Appearance matched voice perfectly: neat dark hair, carefully parted, smooth sharp-featured face, tailored uniform with lapel badges burnished to winking brightness. His was the kind of face that became more youthful with the passing years, in contrast with General Wolfe, who at sixty-two could have passed for a man of seventy. Two things had contributed to this: high blood pressure, which had forced him to lose weight and made his neck scrawny, and his early years spent under foreign suns, which had imprinted a crazed mosaic on what had once been a strong, rugged face.
“The use of nuclear weapons is becoming an outdated concept in terms of global strategy.” Madden spoke with the smug knowingness of a schoolboy who thinks himself brighter than his teacher but isn’t smart enough not to show it. “The MX missile system will be obsolete even before it’s fully operational, and already the budget is way off the graph. Now, we know from intelligence reports and satellite photoreconnaissance that th
e Soviets are well advanced in their scheme to divert the Ob and Yenisei rivers; that within three years maximum the scheme will be completed. With respect, Mr. Secretary—”
“Forget the respect,” Lebasse snapped. “Say what you have to say.”
“Simply that we have to be ready to meet this new threat, sir. The balance of power must be maintained if we’re to safeguard the nation. After all, that is our prime responsibility.”
“Thank you, Major Madden,” said Lebasse icily. “I don’t need you to remind me of my—our—responsibility to the nation. What you’re telling me is that we’re entering a new phase in which nuclear weapons are only of minor, or at least secondary, importance. Instead, the confrontation is potentially of the kind that you term ‘environmental war.’ Have I got it right?”

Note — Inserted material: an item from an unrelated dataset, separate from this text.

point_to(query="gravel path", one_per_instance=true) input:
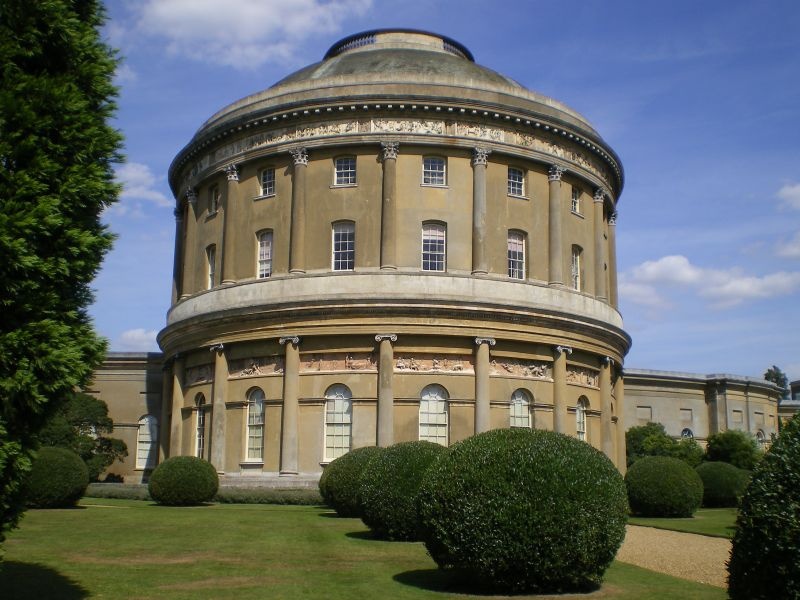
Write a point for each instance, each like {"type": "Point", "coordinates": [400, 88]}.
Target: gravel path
{"type": "Point", "coordinates": [686, 555]}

“Yes, Mr. Secretary. That is correct.” Lloyd Madden doodled on the blank pad in front of him, holding himself tight inside. He’d been too forthright; too damn obvious in fact. Better not to further arouse this sick old man, who should have stayed in Florida with the rest of the senile geriatrics. So he would wait, bide his time, let somebody else take the lead, he decided, drawing a cock and pair of balls.
That somebody else was U.S. Air Force Gen. Walter Stafford of the Joint Chiefs of Staff, whose support was crucial because he was known to take a moderate line (dubbed by the media as a “dawk”—midway between dove and hawk) and, more important, because he had known Lebasse since they were students together at Columbia in the early fifties.

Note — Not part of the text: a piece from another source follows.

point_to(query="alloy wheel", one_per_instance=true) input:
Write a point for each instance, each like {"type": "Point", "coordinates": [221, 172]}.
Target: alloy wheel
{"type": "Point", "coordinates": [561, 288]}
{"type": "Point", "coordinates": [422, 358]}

“I share your misgivings, Tom, but I’m afraid Major Madden is right. We have no real alternative but to bring DEPARTMENT STORE to full operational status as quickly as possible. Nothing else will contain the Soviets, that’s a dead certainty.”
“‘Dead’ being the operative word,” Lebasse remarked stonily. He was thinking of his four grandchildren, whose ages ranged from seventeen to five. This was a fine legacy to bequeath them—global death. He wondered bleakly if it had been any different since 5:30 on the morning of July 16,1945, when the atomic bomb stopped being a row of symbols in a physicist’s notebook and was transformed into a five-thousand-degree fireball above the Trinity site in Arizona. That had happened two days before his ninth birthday.